Yaya se los quedó mirando unos momentos, y luego sonrió.

—Creo que deberíais pasar, muchachos —dijo—. Quiero haceros unas cuantas preguntas.

Los enanos no parecían nada convencidos.

—Eh… —empezó el portavoz.

—¿Os pone nerviosos entrar en una casa donde hay brujas? —preguntó Yaya Ceravieja.

El portavoz asintió y enrojeció. Magrat y Tata Ogg intercambiaron una mirada a espaldas de Yaya. Allí había algo que iba mal, muy mal. En las montañas, los enanos no tenían ningún miedo de las brujas. Lo difícil era impedirles que se pusieran a excavar en tu suelo.
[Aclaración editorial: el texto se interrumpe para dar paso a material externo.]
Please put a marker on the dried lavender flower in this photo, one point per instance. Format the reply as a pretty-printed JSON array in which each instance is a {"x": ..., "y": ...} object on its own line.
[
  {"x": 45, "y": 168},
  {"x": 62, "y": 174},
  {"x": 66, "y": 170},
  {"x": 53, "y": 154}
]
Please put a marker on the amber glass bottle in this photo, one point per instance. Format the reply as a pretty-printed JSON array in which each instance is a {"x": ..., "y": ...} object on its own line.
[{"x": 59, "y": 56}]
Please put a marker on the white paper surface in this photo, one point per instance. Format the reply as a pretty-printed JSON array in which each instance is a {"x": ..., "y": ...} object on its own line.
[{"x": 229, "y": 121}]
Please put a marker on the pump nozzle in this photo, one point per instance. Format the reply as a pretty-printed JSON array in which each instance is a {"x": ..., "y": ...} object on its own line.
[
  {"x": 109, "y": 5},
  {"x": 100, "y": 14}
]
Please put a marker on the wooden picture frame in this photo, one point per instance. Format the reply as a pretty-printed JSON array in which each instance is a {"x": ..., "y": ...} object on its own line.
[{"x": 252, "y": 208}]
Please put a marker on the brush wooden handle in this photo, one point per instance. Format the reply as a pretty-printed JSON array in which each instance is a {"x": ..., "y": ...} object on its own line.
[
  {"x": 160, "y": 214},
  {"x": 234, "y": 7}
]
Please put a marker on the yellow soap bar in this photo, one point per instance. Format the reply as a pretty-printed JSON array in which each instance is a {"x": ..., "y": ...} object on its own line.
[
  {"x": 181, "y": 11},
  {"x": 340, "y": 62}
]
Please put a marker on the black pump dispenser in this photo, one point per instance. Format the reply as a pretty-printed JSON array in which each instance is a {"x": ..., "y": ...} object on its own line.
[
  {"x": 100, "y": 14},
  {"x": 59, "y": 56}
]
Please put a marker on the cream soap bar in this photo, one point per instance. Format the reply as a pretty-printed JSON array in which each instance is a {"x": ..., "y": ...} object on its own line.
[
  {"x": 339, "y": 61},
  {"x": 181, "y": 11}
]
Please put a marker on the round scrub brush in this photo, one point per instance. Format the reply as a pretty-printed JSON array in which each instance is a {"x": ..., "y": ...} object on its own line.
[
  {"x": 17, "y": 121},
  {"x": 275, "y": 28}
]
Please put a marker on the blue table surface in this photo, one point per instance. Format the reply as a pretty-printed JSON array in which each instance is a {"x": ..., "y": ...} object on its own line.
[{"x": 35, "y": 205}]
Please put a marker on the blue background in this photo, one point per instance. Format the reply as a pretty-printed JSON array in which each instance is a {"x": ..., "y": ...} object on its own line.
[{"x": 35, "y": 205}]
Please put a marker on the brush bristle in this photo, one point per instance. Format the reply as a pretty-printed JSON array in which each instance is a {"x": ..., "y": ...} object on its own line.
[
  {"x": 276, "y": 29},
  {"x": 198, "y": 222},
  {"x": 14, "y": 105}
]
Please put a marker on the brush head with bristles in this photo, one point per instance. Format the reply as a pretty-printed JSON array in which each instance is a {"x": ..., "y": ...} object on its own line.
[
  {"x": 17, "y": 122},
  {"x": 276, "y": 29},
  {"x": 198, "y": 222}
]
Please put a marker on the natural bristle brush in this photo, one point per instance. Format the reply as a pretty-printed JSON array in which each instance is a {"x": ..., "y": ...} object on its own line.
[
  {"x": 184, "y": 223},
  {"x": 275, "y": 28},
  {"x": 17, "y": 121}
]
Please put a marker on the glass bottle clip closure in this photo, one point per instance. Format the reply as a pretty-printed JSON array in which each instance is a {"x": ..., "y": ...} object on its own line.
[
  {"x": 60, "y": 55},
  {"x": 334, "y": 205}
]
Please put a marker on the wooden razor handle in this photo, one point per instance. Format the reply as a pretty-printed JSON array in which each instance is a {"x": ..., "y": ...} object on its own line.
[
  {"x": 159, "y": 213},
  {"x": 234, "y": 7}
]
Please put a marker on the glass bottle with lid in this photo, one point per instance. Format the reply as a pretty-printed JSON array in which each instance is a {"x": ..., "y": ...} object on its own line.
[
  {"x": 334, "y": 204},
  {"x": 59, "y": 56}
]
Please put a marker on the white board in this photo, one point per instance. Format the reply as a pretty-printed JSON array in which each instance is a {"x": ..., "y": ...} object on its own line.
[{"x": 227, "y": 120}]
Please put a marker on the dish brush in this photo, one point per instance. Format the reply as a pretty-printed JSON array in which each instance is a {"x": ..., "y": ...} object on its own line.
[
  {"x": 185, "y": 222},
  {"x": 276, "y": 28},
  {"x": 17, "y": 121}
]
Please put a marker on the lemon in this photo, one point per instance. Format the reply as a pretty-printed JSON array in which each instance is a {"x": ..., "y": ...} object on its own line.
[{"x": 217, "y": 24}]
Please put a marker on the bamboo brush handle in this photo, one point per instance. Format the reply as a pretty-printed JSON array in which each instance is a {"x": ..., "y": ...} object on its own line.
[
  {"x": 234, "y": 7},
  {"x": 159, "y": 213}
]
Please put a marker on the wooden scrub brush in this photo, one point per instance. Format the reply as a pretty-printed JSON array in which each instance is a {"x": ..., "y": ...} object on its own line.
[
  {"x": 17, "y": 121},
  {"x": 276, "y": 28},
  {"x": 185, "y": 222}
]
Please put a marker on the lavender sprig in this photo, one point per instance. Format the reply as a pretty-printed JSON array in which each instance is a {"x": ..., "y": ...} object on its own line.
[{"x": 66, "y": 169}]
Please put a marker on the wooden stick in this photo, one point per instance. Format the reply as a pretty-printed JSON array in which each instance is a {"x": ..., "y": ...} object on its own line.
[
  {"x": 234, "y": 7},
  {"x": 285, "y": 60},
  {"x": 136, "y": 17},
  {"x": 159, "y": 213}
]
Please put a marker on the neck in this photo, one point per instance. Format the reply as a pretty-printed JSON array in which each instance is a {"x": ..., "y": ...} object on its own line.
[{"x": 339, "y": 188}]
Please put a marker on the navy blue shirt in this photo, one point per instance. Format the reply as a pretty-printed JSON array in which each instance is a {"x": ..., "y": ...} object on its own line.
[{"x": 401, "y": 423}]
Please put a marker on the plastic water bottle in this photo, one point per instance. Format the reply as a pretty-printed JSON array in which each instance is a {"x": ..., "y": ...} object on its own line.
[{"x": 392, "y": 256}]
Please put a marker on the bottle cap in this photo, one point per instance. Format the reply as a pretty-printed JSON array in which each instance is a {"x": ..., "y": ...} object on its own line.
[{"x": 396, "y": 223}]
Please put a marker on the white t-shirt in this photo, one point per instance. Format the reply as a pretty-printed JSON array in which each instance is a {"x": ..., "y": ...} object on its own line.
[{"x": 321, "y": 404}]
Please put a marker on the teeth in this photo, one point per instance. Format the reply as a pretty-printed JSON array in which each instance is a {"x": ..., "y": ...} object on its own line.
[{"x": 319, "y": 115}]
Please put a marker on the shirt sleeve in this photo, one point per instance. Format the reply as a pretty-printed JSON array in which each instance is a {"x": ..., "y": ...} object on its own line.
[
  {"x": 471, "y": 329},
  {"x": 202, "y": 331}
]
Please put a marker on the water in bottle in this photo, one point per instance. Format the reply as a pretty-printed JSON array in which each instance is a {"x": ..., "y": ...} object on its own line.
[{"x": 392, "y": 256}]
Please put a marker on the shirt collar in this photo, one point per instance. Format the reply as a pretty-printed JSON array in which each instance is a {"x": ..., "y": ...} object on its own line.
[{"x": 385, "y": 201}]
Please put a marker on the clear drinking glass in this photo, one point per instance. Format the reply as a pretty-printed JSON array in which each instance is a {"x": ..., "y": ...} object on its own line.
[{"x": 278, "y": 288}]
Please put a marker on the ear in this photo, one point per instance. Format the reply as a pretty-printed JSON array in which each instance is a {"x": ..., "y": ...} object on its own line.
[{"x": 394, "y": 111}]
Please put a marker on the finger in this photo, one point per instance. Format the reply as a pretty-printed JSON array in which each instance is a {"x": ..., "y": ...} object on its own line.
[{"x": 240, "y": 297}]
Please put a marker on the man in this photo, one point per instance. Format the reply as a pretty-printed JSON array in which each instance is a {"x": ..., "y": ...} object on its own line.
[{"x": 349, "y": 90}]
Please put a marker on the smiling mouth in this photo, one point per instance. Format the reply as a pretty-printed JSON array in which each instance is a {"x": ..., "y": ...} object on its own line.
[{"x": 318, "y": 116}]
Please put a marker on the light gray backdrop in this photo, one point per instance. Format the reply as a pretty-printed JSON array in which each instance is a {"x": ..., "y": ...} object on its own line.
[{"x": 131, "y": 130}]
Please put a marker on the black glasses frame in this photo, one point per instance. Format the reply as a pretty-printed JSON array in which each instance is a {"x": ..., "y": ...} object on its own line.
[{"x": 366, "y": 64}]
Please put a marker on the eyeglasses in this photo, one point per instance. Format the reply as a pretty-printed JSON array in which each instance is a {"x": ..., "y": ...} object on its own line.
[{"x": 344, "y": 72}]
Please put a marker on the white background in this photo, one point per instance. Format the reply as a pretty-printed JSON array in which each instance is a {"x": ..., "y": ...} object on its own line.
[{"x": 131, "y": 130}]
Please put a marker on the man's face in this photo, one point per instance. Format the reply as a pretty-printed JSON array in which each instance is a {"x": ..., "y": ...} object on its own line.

—Supongo que hace tiempo que bajásteis de las montañas —dijo Yaya.

—Sí, aquí había una veta de carbón muy prometedora —murmuró el portavoz, sin dejar de dar vueltas al casco entre las manos.

—Entonces, seguro que hace mucho tiempo que no coméis un buen pan de enano —siguió Yaya.

Los ojos del portavoz se empañaron.

—Cocido en la mejor arenisca, hecho como lo hacía vuestra madre, saltando horas y horas sobre él.

Los enanos dejaron escapar un suspiro colectivo.

—Aquí abajo no hay manera de hacerlo —dijo el portavoz, como si hablara con el suelo—. Debe de ser cosa del agua. Se hace migajas a los pocos años.

—Le ponen harina —aseguró otro enano con voz amarga.

—Y cosas peores. El panadero de Genua le echa fruta escarchada por encima —corroboró otro.

—Pues mirad —dijo Yaya, frotándose las manos—, quizá os pueda ayudar. Puede que tenga un poco de pan de enano de sobra.

—Imposible. No puede ser verdadero pan de enano —replicó el portavoz con tono sombrío—. El verdadero pan de enano tiene que haberse caído en un río, haberlo dejado secar. Hay que sacarlo de la bolsa y mirarlo todos los días, y luego volver a guardarlo. Aquí abajo no hay manera de conseguirlo.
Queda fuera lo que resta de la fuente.